Operation Green Brazil and new technologies were essential to fight the fires in Northern Brazil.
Operation Green Brazil combined military commands linked to public safety organizations, public environmental protection entities, and federal, state, and municipal agencies to fight wildfires in the Amazon. The August 24-October 24 operation yielded the following results: 1,835 fires controlled; $35 million in fines issued against illegal sawmills, illegal loggers, farmers, and people involved in fires or deforestation in the Amazon; 81,000 cubic feet of illegally extracted wood seized; 290 vehicles and vessels confiscated; and 127 people arrested.
To achieve these results, the Ministry of Defense used technology from the Amazon Protection System’s Operations and Management Center (CENSIPAM, in Portuguese), which has three regional centers in Manaus, Belém, and Porto Velho, in the states of Amazonas, Pará, and Rondônia, respectively. “CENSIPAM uses data generated by a technological infrastructure with integrated remote sensor subsystems, radars, weather stations, and data collection platforms installed in the Amazon region. Thanks to this equipment, the Amazon Protection System can monitor the region and provide information in nearly real time,” the Brazilian Ministry of Defense’s Communication Office told Diálogo.
Amazônia SAR (Synthetic Aperture Radar), one of CENSIPAM’s main projects, monitors the earth’s surface via satellites. “The SAR technology can capture images of the land even through clouds. This way, during the rainy season in the Amazon, which lasts about eight months, the radar can process images of the land and monitor deforestation. The information gathered creates deforestation warnings that are submitted to the environmental control agencies,” said the Ministry of Defense.
CENSIPAM also develops the Hydrometeorological Monitoring and Warning System that generates reports and warnings on heat outbreaks for the teams working on Operation Green Brazil. According to the Ministry of Defense, by early 2020, two antennas will be installed in Manaus and Formosa, in Goiás state, with a range that reaches the entire Amazon biome and territorial sea, providing information directly from domestic and international satellites.
A recently developed application, Eagle Eyes, is another important tool and a communication platform between partner agencies that receives information on illegal activities in the Amazon, such as illegal mining, illegal landing strips, deforestation, and fire outbreaks. CENSIPAM developed the new application, which works in a simply and rapid manner.
For instance, a user can photograph a fire and insert various observations, such as the intensity of the fire.
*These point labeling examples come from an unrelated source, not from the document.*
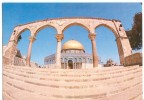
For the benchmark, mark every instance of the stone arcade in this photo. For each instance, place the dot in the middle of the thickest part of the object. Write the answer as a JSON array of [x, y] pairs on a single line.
[[60, 24], [22, 82]]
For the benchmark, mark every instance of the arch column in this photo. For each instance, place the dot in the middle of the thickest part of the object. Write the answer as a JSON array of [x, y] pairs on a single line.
[[59, 38], [94, 51], [31, 39]]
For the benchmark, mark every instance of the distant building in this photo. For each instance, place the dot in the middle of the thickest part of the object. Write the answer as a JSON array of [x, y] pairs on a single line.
[[73, 56]]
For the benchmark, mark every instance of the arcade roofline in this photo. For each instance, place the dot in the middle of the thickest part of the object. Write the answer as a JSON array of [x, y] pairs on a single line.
[[48, 19]]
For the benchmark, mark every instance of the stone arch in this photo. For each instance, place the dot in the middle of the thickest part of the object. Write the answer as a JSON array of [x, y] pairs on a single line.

The geographic location is obtained automatically, from the GPS on the user’s cell phone or tablet. Since most fire outbreaks in the Amazon happen in areas with no internet connectivity, the application stores all information gathered in the local database. When the device finds an area with connectivity, it synchronizes the information with CENSIPAM’s database. Field agents can then determine the information they want to access.
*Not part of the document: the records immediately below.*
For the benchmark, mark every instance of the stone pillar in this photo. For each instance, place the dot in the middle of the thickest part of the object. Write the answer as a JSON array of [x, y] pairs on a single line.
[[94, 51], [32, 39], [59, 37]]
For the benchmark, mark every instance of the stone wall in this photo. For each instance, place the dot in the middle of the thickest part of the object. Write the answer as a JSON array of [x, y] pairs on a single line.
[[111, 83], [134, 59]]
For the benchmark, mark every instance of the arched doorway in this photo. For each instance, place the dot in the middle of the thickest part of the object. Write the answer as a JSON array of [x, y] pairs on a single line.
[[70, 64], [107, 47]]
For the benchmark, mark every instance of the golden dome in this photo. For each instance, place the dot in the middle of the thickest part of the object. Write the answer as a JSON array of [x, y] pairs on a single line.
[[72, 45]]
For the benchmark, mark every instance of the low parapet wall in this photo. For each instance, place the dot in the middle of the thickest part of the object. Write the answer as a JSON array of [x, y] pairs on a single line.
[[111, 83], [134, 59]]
“The application has been widely used by the Armed Forces and members of government agencies across the Amazon. Agents use the tool during reconnaissance flights or ground missions,” the Ministry of Defense stated. Information gathered by the application facilitates the planning of field operations and decision-making by mission command. Additionally, CENSIPAM can use the information at a later date to validate and calibrate the data received from satellites.